Security Measures

[kizer]

version: 4.5.4

 

Just playing with a fresh memory stick last night and parts are being gathered I figured I would start to figure out the need for security for a build. I'm aware of a few things so I'm asking because this is a bit different than a stand install since things are not installed after a reboot.

 

1. First notice there is no password set at console. I'm guessing you would use the command "passwd" to establish a root password or is that setup from within the http://tower login? I'm guessing you could change tower to something else as well just to confuse somebody.

 

2. FTP is enabled by default does it use the same password as the root login? Also how do you go about disabling it. Would you edit /etc/inetd.conf/. Would you simply comment it out? Looking at the files on the USB stick that one doesn't exist. LOL. As well I'd rather use sFtp via WinSCP

 

3. Disable Telnet and install SSH. I really like SSH over Telnet any day of the week. As well you would think normally you would edit the /etc/inetd.conf file, but then again its not on the USB stick, but I though I saw it in Midnight commandar so I'm guessing its within the compressed bzroot file.

 

4. Normally I have SSH setup with deny and allow so that would be another thing to figure out how it works

 

5. Also a common practice of mine has always been not to allow root to login via ssh without loging in as a regular user first.

 

Now even thou those are set how to insure they are configured so when you preform a reboot they are well the way you left them? I was thinking you would tinker with the go script, but I haven't got that far figuring out exactly how it works.

 

Did I miss any?
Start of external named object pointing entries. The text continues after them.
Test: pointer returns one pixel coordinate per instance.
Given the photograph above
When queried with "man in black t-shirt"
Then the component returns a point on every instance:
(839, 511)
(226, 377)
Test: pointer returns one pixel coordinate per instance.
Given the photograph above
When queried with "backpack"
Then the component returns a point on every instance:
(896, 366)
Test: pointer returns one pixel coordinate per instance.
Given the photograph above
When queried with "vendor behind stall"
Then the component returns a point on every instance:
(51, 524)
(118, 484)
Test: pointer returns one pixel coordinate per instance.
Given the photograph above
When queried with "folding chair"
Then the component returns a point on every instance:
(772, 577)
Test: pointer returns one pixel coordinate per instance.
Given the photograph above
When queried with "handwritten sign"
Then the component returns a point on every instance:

I don't plan on having my unRAID server haning out in a bad part of my network or anything, but I'd rather lock it down some so if some Yahoo got past my router or heck somebody on one of my own machines on a guest account knew what I was running decided to tinker with things I could at least deter them some what. I guess all of this nothing stays until after you reboot has my head spinning some. LOL

[Joe L.]

Set the root password from within the web-management user-interface.  It will be persistent since a copy of the passwd file is stored on the flash drive and put into place the next time you reboot.

 

For any other "config" file, all you need to do is put a copy on the flash drive and add a line in the config/go script to copy it into place when you next reboot.

 

Joe L.

[kizer]

In the go script would you use something like this?

 

cp example.conf /etc/

[kizer]

I did find this thread and I was trying to figure out what the heck is going on. LOL

http://lime-technology.com/forum/index.php?topic=5976.0

[Joe L.]

In the go script would you use something like this?

 

cp example.conf /etc/

Exactly... 

 

You might need to re-start whatever is using the .conf file, but that is exactly the type of thing you see in that thread describing what people have put in their "go" scripts.

 

[kizer]

Ok, thanks

 

This is just a bizarre setup, but I'm finding it to be a bit of fun. Kinda like Playing a game you haven't played in years to find out the rules have changed or your just getting old and forgot the rules. LOL

 

I'm trying to get some hunkly, clunky drives pre-cleared so I can play around before laying out the cash for some gear and really go for it. Your Preclear script is pretty cool I might say. 

[Joe L.]

I'm trying to get some hunkly, clunky drives pre-cleared so I can play around before laying out the cash for some gear and really go for it. Your Preclear script is pretty cool I might say. 

Thanks... It just makes do with the programs available on the server.  Trickiest part is in the writing of the partition table in the MBR.  Took a bit of work to figure out how to do it using a shell script.